Step 7: Logging Rules
Use references/logging-guide.md.
At minimum:
results.tsv records experiment number, score, keep/discard, and concise rationale
changelog.md records each mutation, per-eval movement, and human insights
research-log.json stores direction shifts only, not every micro edit
dashboard.html should visualize baseline-to-current progress without external runtime dependencies when possible
Step 8: Report Back
When the loop pauses or ends, present:
- Score summary: baseline -> final
- Total experiments tried
- Keep rate
- Top 3 helpful changes
- Human insights incorporated
- Remaining failure patterns
- Direction shifts
- Prompt size change
- Output file locations
- Accepted git history
Step 9: Next Steps
Autoresearch is a continuous improvement system.

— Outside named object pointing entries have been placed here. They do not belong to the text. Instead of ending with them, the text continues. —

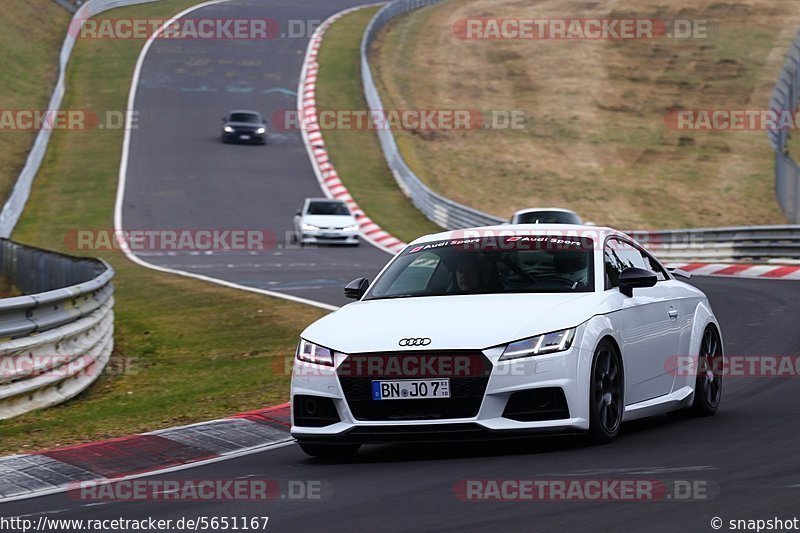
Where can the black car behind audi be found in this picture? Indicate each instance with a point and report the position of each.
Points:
(244, 126)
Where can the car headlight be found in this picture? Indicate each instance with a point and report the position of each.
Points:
(311, 353)
(557, 341)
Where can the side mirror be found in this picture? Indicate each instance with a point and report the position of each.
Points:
(356, 288)
(635, 278)
(680, 273)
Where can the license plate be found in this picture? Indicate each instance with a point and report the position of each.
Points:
(409, 389)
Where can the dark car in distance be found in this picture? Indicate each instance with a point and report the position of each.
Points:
(244, 126)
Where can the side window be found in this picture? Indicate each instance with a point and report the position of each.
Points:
(416, 277)
(617, 256)
(653, 266)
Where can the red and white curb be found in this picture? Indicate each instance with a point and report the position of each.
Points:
(59, 470)
(326, 174)
(741, 270)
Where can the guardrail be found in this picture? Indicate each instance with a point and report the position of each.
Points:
(746, 243)
(720, 244)
(15, 204)
(56, 340)
(785, 98)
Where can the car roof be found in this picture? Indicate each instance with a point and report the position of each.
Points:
(322, 199)
(569, 230)
(244, 111)
(536, 209)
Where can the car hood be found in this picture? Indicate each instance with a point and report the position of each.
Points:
(245, 125)
(451, 322)
(330, 221)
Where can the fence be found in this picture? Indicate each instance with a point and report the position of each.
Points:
(57, 339)
(15, 204)
(785, 98)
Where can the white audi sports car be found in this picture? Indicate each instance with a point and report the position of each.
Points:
(505, 331)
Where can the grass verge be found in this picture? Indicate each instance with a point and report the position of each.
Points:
(31, 33)
(357, 154)
(191, 351)
(595, 140)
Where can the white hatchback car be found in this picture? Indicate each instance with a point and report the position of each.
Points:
(322, 220)
(504, 331)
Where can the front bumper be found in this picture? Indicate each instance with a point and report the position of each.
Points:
(555, 373)
(329, 236)
(244, 137)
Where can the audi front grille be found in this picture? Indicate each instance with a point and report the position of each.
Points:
(469, 376)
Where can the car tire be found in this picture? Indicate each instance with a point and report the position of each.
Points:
(606, 393)
(708, 385)
(329, 451)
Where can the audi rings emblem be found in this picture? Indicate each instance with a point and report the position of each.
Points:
(419, 341)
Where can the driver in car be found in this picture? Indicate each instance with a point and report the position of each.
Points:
(571, 267)
(469, 274)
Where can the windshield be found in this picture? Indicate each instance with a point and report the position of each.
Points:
(244, 117)
(489, 265)
(327, 208)
(547, 217)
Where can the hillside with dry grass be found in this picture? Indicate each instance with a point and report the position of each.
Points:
(595, 138)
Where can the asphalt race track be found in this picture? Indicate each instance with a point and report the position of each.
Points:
(746, 455)
(182, 177)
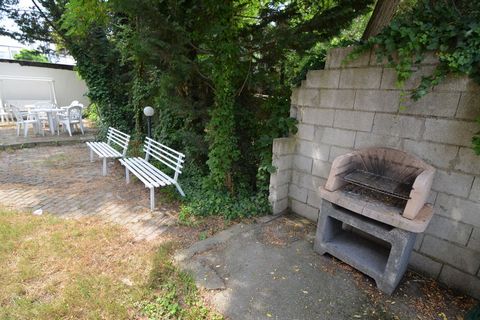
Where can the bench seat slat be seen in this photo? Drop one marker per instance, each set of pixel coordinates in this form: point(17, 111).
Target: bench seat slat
point(142, 172)
point(158, 145)
point(158, 174)
point(105, 151)
point(149, 174)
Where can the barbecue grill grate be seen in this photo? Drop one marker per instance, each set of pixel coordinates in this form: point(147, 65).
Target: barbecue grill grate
point(379, 183)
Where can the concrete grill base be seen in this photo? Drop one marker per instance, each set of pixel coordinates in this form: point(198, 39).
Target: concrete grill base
point(383, 254)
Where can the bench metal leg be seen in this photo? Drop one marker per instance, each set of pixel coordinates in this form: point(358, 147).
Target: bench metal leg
point(180, 189)
point(104, 170)
point(152, 198)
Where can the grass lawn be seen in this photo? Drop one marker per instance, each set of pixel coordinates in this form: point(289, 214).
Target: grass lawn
point(53, 268)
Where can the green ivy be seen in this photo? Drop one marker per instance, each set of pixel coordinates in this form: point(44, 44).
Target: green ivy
point(449, 29)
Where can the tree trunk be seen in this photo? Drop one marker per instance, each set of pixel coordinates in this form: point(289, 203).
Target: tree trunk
point(381, 17)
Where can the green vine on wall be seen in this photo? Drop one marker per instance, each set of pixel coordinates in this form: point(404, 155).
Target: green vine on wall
point(450, 29)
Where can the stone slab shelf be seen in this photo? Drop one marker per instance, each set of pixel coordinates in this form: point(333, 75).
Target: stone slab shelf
point(382, 255)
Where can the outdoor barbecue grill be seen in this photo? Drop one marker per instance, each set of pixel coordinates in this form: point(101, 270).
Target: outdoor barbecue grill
point(382, 193)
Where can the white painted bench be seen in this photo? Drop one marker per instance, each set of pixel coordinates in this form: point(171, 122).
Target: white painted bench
point(106, 150)
point(150, 175)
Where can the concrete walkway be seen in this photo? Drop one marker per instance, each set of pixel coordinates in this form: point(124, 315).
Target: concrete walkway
point(61, 180)
point(270, 271)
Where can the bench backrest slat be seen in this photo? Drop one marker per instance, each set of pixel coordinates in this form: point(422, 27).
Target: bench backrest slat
point(119, 138)
point(168, 156)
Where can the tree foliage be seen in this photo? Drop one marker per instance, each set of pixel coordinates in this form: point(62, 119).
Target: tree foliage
point(30, 55)
point(218, 73)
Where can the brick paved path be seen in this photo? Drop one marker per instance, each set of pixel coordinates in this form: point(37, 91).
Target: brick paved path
point(62, 181)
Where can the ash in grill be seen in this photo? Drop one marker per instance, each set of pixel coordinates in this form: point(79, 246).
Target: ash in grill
point(380, 177)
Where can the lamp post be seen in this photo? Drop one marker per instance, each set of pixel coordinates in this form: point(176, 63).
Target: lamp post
point(148, 112)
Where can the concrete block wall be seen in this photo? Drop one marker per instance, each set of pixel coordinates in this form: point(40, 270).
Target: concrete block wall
point(357, 105)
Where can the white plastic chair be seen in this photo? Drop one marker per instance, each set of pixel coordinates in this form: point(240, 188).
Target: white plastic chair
point(24, 122)
point(71, 117)
point(4, 114)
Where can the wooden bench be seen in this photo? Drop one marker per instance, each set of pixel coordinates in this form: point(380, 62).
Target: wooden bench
point(150, 175)
point(115, 138)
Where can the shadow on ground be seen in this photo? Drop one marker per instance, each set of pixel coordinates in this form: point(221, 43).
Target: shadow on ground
point(269, 270)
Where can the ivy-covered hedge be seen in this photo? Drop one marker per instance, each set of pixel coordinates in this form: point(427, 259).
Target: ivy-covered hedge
point(450, 28)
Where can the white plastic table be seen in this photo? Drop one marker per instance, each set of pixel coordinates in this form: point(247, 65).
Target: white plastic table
point(51, 113)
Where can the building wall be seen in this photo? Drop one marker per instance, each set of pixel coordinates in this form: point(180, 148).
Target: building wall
point(358, 105)
point(68, 85)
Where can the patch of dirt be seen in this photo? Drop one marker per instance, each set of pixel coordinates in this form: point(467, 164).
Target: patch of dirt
point(285, 230)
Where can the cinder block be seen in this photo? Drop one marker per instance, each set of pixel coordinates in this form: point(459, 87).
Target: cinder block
point(338, 137)
point(308, 97)
point(425, 265)
point(314, 199)
point(313, 150)
point(439, 104)
point(337, 99)
point(439, 155)
point(283, 163)
point(418, 242)
point(450, 131)
point(459, 280)
point(468, 106)
point(354, 120)
point(318, 134)
point(278, 193)
point(323, 78)
point(456, 83)
point(279, 206)
point(283, 146)
point(280, 177)
point(297, 193)
point(475, 192)
point(458, 209)
point(365, 140)
point(361, 78)
point(305, 131)
point(457, 256)
point(453, 183)
point(377, 100)
point(389, 78)
point(450, 230)
point(302, 163)
point(305, 210)
point(396, 125)
point(336, 58)
point(474, 241)
point(337, 151)
point(307, 180)
point(468, 161)
point(321, 168)
point(319, 117)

- 1 week later: validate against real-world usage; if the skill still feels wrong, the evals are wrong
- When upgrading the model: resume from prior logs instead of starting blind
- When changing structure heavily: archive the old run and establish a new baseline
- Monthly: review discard patterns, deletion results, and stalled score trends
Step 10: False Positive Tracking
If eval scores are high but actual output quality is low, you have a false positive problem.

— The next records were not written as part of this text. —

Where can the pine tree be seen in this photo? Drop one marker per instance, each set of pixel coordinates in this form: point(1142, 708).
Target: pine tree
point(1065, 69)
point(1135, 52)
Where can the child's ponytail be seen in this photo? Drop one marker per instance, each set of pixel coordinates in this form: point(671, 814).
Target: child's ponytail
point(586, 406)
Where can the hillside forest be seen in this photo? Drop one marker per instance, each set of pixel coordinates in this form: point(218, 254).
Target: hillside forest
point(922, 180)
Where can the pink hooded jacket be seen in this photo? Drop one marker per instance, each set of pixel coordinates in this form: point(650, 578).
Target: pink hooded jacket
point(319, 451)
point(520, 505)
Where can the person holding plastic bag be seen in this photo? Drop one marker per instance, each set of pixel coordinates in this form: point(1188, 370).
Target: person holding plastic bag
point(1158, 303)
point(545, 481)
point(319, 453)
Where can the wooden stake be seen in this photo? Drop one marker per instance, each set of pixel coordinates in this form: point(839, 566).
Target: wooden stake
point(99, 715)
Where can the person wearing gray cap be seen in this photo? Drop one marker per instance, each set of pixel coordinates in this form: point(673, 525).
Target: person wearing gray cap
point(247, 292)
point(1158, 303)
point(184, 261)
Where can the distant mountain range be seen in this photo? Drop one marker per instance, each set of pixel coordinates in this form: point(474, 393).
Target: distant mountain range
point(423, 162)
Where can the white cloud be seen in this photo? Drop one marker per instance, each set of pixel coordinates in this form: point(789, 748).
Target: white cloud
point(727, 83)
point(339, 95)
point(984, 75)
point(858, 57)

- collect 10+ real outputs
- review where evals failed to capture quality
- tighten the eval suite
- restart from a clean baseline if necessary
Output Structure
autoresearch-[skill-name]/
├── results.json
├── results.tsv
├── dashboard.html
├── changelog.md
├── research-log.json
├── <target-skill-filename>.baseline
├── run-harness.md
└── runs/
├── baseline/
├── exp-1/
└── ...
Resuming a Previous Run
If autoresearch-[skill-name]/ already exists:
- Read
changelog.md and research-log.json
- Read
results.json to find the best score and next experiment number
- Read
<target-skill-filename>.baseline
- Reconstruct the prior experiment contract from
run-harness.md, including target path, eval suite, versioning mode, and termination settings
- Compare the current target files against the last accepted baseline using hashes, git history, or explicit file diff
- If the target skill, eval contract, or harness changed materially, do not resume blindly:
- either archive the old run and start a fresh baseline
- or document exactly why the old baseline is still comparable
- If versioning mode is
git-assisted, re-checkout the autoresearch branch if needed
- Re-validate the run harness before resuming
- Continue from the next experiment number
If the model changed, read the prior research log and avoid re-running obviously poor directions.
Limitations
| Limitation | Mitigation |
|---|
| Evals can check structure better than true quality | Human review plus false-positive tracking |
| Strict evals can suppress creativity | Keep only core rules binary; use comparative evals for quality |
| AI can game evals | Write principle-level assertions, not brittle micro-rules |
| Sequential runs can leak context | Log contamination risk and prefer fresh runs when available |
| Cost grows quickly | Control runs-per-experiment and budget cap |
| Overfitting to prompts | Use diverse prompts and rotate periodically |
The Test
A good autoresearch run:
- established a real harness
- created a baseline before mutating
- used evals that produce stable scores
- saved artifacts per experiment
- improved score without hiding regressions
- used safe git ratcheting
- kept the skill simpler when possible
- recorded direction shifts
- improved actual output quality, not just compliance
If the skill passes evals but still feels worse in practice, the evals are the problem. Fix them and rerun.